There was always a coals-to-Newcastle, fish-to-Iceland feel about Tesco's plan to crack the US supermarket industry. Just on the bare face of it, even if you'd never visited America, you might quickly reach the view, based on what you've read and seen, that these folk are not short of food. Tesco's approach seemed cocky and hubristic, right from the start. They had done research, they said. There were huge gaps in the market. Tesco was going to show those Yanks how to run a proper food business. They'll thank us for it.
If only they'd asked. On the basis of my own research, I could have told them this: there's loads of food in America and nearly all of it is better than what you can get in Tesco.

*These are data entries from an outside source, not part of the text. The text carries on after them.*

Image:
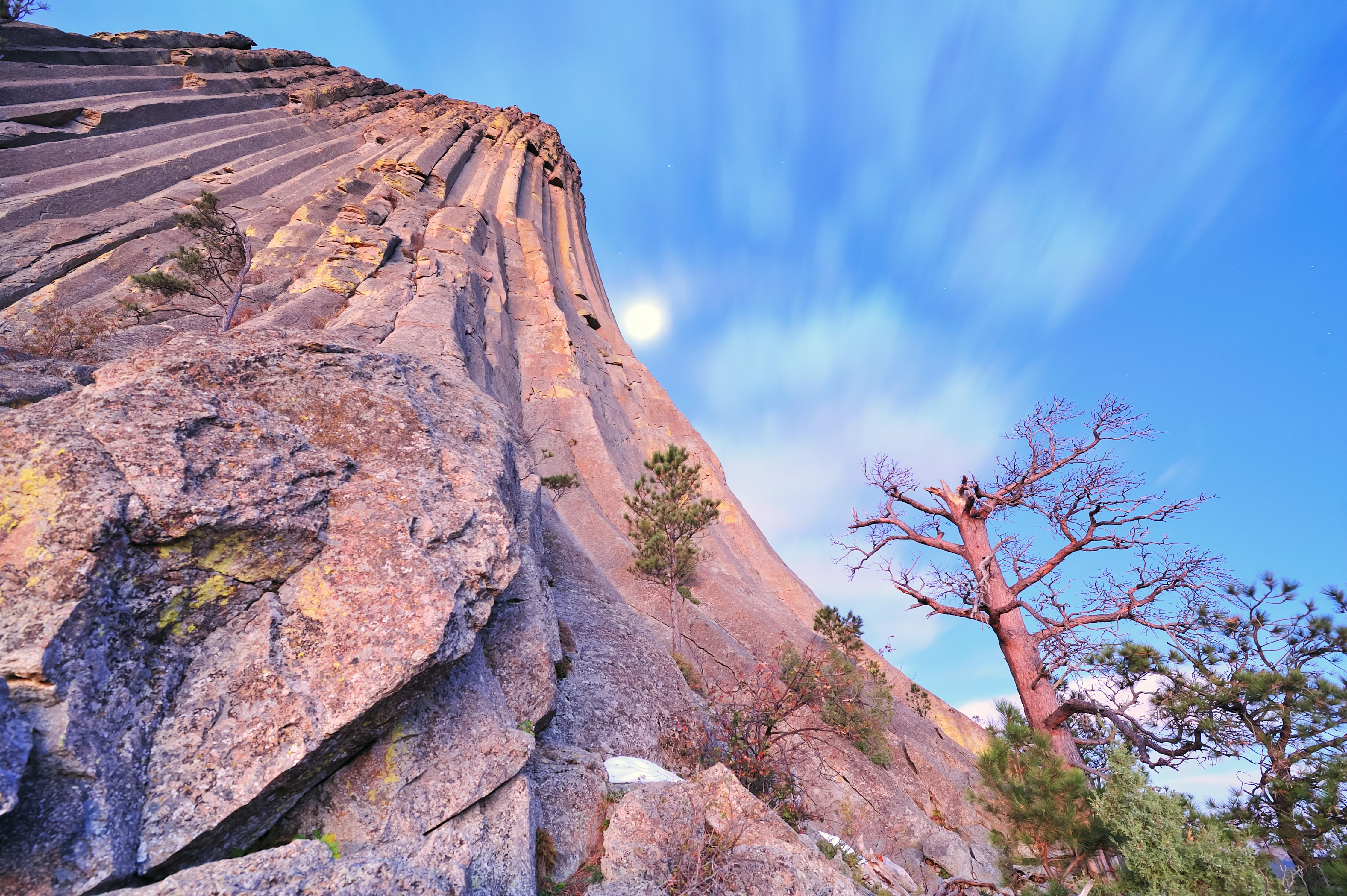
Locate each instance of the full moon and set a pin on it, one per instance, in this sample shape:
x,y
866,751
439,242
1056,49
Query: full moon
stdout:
x,y
644,321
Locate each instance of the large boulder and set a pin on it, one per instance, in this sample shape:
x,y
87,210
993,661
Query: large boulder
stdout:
x,y
710,827
228,567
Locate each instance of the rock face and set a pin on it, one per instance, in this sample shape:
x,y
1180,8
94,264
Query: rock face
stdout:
x,y
301,580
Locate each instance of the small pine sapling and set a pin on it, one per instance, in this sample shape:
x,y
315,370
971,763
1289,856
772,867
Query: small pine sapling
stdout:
x,y
213,270
15,10
667,517
559,484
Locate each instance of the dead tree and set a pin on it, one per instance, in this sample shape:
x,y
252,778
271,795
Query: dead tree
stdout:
x,y
974,557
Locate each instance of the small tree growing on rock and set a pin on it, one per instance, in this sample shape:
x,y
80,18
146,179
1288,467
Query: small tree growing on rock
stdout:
x,y
15,10
667,517
213,270
559,484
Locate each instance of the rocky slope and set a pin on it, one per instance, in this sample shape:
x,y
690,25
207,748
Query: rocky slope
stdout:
x,y
301,578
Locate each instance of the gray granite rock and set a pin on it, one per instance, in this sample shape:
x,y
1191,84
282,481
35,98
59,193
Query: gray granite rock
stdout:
x,y
15,744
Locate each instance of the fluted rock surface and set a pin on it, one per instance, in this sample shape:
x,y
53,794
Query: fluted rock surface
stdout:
x,y
302,577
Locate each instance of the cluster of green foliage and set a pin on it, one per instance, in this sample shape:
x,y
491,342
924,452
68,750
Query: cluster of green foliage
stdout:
x,y
667,514
15,10
1261,677
1167,845
856,698
559,484
666,517
213,270
1043,802
1055,818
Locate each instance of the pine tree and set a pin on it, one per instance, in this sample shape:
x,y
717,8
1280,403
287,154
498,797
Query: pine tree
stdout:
x,y
1263,677
213,270
1167,845
667,517
1044,802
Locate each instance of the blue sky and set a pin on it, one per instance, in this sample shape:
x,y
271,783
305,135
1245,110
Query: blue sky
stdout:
x,y
894,227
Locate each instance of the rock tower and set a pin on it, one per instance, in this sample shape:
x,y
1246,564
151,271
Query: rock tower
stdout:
x,y
294,592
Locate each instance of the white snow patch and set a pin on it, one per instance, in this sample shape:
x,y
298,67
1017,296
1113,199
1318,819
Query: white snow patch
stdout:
x,y
628,770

If that sounds flippant, it's a semi-serious point. Walk into any local deli anywhere in America and order a sandwich. It'll be better than the UK equivalent. Much.
Pick any US restaurant you like outside of New York (let's try to be fair) and compare it to any UK restaurant outside London. The American one is better.
Supermarkets in America are better. The service you get is better. So is the food. Even Kentucky Fried Chicken is better. You can get the chicken grilled and nicely wrapped to take on a picnic. It's way better.
The state of Tesco's American adventure got lost in last week's profits warning, and in the inevitable billions-wiped-off stories that seemingly must accompany any fall in a share price. It turns out that Tesco is shutting another 12 of its Fresh & Easy stores in California, Nevada and Arizona – on top of the 13 closed by the company in 2010 – as it seeks to stem losses. So far, Britain's biggest supermarket is reckoned to have chucked about £700m into establishing the Fresh & Easy brand – that's real money, even for Tesco. It i's increasingly tempting to conclude that Sir Terry Leahy ended his 14-year reign at the company because he could see that his US plan wasn't going to work out and would rather someone else take the blame.
Will it give up? The temptation for the new chief executive, Philip Clarke, to do so must be strong. If he scraps the American arm quickly, he can let Sir Terry take the heat. Leave it much longer and he owns the problem.
With the company admitting it has lately lost its way in the UK and under pressure from City investors to put things right sharpish, cutting his US losses would at least leave him one less thing to worry about.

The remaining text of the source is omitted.